“Synthesis” é para dar uma guinada musicalmente, diz Amy Lee

A Kaaos TV entrevistou os membros do Evanescence, Amy Lee (vocais), Tim McCord (baixo) e Jen Majura (guitarra) antes do show da banda de 10 de junho no Rockfest em Vantaa, Finlândia. Os trechos abaixo foram transcritos pela galera do Blabbermouth e traduzidos pela nossa equipe.

Sobre o novo projeto álbum do Evanescence chamado “Synthesis”, que vai reimaginar algumas músicas do antigo catálogo da banda com orquestra e eletrônico:

“É principalmente composto de músicas de nosso catálogo, todos os três álbuns — diferentes músicas de nossa história + duas totalmente novas, gravadas do zero de uma nova forma que é muito focada em orquestra. Gravamos apenas a orquestra, e está tão bonito. É pra dar uma guinada musicalmente, mas é isso e toda a programação. Esses são dois grandes elementos que sempre foram parte do nosso som, e na verdade das origens do Evanescence, de muitas formas, quando começamos a fazer música. Éramos mais uma banda de estúdio que uma de rock ao vivo. Era só eu e um cara fazendo música na casa de nossos pais e fazendo batidas. Tivemos essa ideia de gravar com uma orquestra, mas é claro não podíamos pagar na época. Então, só compúnhamos música, mas não teríamos tido a habilidade de fazer o que estamos fazendo agora naquela idade. Isso está realizando um grande sonho que vem do âmago dessa banda. Então vamos entrar no estúdio para gravar guitarra sintetizada e instrumentos diferentes e vocais depois que acabarmos esta turnê. Estou muito animada!”

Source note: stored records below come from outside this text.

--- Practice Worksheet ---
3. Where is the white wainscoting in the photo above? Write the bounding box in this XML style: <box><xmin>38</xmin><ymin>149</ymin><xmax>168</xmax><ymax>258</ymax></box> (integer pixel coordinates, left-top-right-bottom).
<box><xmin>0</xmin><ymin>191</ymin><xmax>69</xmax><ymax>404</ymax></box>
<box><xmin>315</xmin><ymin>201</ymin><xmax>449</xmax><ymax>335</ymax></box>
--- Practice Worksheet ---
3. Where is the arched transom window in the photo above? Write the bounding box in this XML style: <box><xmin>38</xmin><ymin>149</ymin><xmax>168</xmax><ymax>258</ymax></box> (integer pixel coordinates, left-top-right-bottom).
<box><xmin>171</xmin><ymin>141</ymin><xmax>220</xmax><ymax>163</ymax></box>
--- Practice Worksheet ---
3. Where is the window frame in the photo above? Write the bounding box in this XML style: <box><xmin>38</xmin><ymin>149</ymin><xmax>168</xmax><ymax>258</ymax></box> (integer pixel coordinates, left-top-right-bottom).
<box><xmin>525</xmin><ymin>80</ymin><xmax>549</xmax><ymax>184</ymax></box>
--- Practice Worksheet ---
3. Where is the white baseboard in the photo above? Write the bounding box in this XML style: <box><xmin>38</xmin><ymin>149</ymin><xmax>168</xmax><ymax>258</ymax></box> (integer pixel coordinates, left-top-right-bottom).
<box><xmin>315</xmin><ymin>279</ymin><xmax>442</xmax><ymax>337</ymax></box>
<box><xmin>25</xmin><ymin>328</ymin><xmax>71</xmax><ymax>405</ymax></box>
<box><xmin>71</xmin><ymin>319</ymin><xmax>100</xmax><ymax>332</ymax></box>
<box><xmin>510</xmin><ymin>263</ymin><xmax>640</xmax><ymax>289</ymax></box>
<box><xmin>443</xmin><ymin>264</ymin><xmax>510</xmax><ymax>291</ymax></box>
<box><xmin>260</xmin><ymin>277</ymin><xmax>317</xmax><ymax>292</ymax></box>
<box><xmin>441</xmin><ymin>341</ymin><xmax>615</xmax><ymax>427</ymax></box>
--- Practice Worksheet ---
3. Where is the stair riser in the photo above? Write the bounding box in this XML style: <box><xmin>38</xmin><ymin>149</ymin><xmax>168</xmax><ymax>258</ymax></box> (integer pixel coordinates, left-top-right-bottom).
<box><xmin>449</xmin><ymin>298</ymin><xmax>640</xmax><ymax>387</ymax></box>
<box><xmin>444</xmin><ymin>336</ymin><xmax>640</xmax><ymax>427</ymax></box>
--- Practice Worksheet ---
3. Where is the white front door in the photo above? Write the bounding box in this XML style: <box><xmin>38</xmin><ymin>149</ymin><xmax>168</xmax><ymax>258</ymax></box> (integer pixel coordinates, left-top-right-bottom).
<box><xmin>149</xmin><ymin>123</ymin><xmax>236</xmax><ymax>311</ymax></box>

Como a ideia de “Synthesis” apareceu:

“Durante o processo de gravação, nosso som tem muitas camadas — tem camadas, guitarras distorcidas, a bateria de rock, as cordas, muitos backings vocals; simplesmente muitas camadas. Conforme gravamos, sempre há um momento em que há tanta coisa que não é possível ouvir todas as nuances do que está acontecendo. Sempre quis que eu tivesse versões diferentes… lembro falar isso quando fizemos o último álbum, ‘queria ter uma versão pessoal que só tem programação, vocais e instrumentos de cordas’, pois é tão bonito dessa forma. Você não consegue ouvir os incríveis arranjos de corda do David Campbell quando mixamos tudo. Mas é claro que você gosta das outras coisas também. Na verdade, já tinha uma ideia antes… tive diversas ideias como, ‘E se lançarmos da próxima vez em pedaços?’ Aí as pessoas podem criar seu próprio estilo. Isso é muito complicado; ninguém vai gastar esse tempo como eu. Ninguém é como eu. De qualquer forma, aquela ideia virou, ‘Por que não pegamos a oportunidade de voltar e não apenas revisitar, mas melhorar todas essas coisas e nos divertimos com isso?’ Nem toda música funciona dessa forma, e não estamos só escolhendo os singles ou sucessos. Há músicas diferentes que temos que servem para essa vibe”.

Se o Evanescence também está trabalhando para um sucessor “apropriado” para o álbum autointitulado lançado em 2011:

“Sim, já temos algumas ideias. Tínhamos algumas músicas na pilha desde, não sei, a última vez que conversamos. Temos muitas músicas que não entraram no último álbum, então tem algumas ali para extrair. Além disso, ao compor para esse álbum, pois tem algumas novas músicas nele, algumas delas não se encaixavam estilisticamente, mas acho que elas são muito boas. Acho que talvez essa seja o próximo projeto”.

Para promover “Synthesis”, o Evanescence vai entrar em uma turnê especial neste outono (do Hemisfério Norte) com um “orquestra completa”.